# Workouts on an empty stomach



## Flea (Dec 29, 2009)

I usually get my exercise in the afternoons, but lately I find that I have more time first thing in the morning.  This is great, except that I don't always stomach food very well in the morning.  When I force the issue I often get an upset stomach that can last the rest of the day.  It just isn't worth it, even if it means feeling hungry for a few hours.

Am I hurting myself at all by working out before breaking the fast?  It's very rare that I get an energy crash during the workout, but when I do I stop and get some food as soon as my tummy-tum lets me know it's ready for it.  Then I make a point of getting something with protein, like peanut butter toast or eggs.

How do other people approach this?


----------



## Jade Tigress (Dec 29, 2009)

I have a hard time eating in the morning too. I do exercise on an empty stomach if I if I don't feel like eating first. I've never noticed any adverse effects and I've been doing it this way for years. Usually by the time I'm done I am hungry and then eat a healthy breakfast. 

The debate is exercising on an empty stomach to burn fat faster vs. not having enough fuel to sustain the workout which causes fatigue and muscle loss. 

I don't know which is more accurate, there are convincing arguments on both sides. I'd say try it. If it works for you fine, if you find you can't make it, try having a banana or something light before working out. I still make it through the workouts fine when I don't eat and I do build muscle as well.


----------



## fyn5000 (Dec 29, 2009)

I work out in the morning before having breakfast and haven't had any problems.  Afterward, I feel really good.  I do drink my only cup of coffee (black, no additives) after I wake up, but I don't think that counts.

I agree with Jade Tigress and say give it a try.

fyn


----------



## Ken Morgan (Dec 29, 2009)

I'm the same, It takes a few hours in the morning for me to want food. I might grab a piece of fruit or a drink of milk on my way to the gym, and grab real food when I get home.

If you're trying to lose weight, exercise, run do whatever before breakfast, it works wonders. 
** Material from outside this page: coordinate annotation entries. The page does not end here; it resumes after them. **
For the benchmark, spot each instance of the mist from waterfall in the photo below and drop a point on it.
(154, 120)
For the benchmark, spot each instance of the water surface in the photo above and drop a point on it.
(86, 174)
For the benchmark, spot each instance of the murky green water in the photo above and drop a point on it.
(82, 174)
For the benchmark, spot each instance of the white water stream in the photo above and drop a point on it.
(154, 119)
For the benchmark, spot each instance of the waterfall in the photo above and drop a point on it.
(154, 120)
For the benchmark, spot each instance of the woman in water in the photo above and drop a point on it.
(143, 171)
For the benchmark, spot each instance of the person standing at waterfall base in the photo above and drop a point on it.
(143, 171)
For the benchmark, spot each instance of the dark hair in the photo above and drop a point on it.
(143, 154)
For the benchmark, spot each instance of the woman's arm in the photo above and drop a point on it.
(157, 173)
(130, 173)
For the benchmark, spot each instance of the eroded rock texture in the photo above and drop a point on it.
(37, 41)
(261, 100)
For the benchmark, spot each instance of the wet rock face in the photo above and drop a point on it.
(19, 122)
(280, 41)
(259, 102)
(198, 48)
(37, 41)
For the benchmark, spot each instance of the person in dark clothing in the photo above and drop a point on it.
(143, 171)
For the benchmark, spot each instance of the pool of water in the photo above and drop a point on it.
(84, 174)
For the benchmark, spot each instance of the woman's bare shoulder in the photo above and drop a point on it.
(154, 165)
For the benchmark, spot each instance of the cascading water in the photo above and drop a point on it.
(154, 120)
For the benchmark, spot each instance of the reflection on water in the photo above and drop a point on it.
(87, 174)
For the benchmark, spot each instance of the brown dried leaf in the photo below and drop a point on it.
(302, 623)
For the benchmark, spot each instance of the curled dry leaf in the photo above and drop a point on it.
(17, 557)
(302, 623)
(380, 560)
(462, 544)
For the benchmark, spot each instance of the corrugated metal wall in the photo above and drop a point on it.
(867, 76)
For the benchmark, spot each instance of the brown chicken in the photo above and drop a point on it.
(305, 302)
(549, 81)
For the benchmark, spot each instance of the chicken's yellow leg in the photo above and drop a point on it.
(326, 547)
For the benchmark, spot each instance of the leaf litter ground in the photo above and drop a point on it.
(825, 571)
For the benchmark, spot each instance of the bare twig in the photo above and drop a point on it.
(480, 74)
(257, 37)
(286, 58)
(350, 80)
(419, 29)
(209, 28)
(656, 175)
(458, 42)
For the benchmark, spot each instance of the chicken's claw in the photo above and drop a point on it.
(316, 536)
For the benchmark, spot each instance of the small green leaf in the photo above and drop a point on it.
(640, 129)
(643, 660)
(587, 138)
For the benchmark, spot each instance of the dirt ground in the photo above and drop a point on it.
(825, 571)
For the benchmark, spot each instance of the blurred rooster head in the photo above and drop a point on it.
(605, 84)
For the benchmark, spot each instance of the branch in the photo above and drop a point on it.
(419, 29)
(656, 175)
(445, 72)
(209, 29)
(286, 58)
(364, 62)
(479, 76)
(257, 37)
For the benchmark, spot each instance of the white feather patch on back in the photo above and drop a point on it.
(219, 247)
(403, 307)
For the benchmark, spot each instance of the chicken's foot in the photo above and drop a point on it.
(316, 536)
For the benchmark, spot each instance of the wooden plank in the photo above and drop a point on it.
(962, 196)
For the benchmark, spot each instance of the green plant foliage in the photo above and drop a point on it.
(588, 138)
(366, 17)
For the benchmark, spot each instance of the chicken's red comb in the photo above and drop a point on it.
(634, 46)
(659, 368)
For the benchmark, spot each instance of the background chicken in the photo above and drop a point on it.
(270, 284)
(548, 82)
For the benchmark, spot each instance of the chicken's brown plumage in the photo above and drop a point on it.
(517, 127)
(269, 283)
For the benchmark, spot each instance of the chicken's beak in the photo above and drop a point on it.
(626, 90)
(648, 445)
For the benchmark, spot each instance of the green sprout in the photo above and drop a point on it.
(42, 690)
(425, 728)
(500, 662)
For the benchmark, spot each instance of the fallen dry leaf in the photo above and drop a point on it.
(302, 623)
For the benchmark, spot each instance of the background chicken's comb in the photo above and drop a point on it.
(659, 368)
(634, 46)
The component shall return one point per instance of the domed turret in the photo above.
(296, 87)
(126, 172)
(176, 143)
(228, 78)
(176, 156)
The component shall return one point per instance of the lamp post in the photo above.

Flea, as long as its working for you and you're not fatigued in your workouts, keep doing it. It sounds like you have a good grasp of what your body needs to work at its best.


----------



## HKphooey (Dec 29, 2009)

Really depends on what you workouts are targeting?  Weight loss, muscle tone, muscle mass, cardio, flexibility....

Here is a pretty good article on the subject...

http://findarticles.com/p/articles/mi_m0KGB/is_1_5/ai_n6097710/

I like drinking some of the carb/protein drinks if i cannot eat something first.


----------



## jks9199 (Dec 29, 2009)

Different people have different experiences, and it can depend on what you ate before bed.

Personally, if I try to do a hard workout on a truly empty stomach -- I find I don't necessarily have the energy to finish or really put out during the workout.  And if I force myself, there's a good chance I'll puke.  I don't need much -- a piece or two of toast with peanut butter or a protein drink is enough, but I need something.


----------



## Stac3y (Dec 29, 2009)

If I don't eat before working out, I pass out. Especially in the morning, when I haven't eaten since my bedtime snack (usually nuts; always protein), my blood sugar will drop too fast. I used to be nauseated in the morning and would not eat; eventually I discovered that, for me, the reason for the lack of appetite was that I had gone too long without eating. Now I eat a snack before bedtime, and eat breakfast within an hour of waking up. I'm no longer nauseated in the morning unless I skip my bedtime snack. 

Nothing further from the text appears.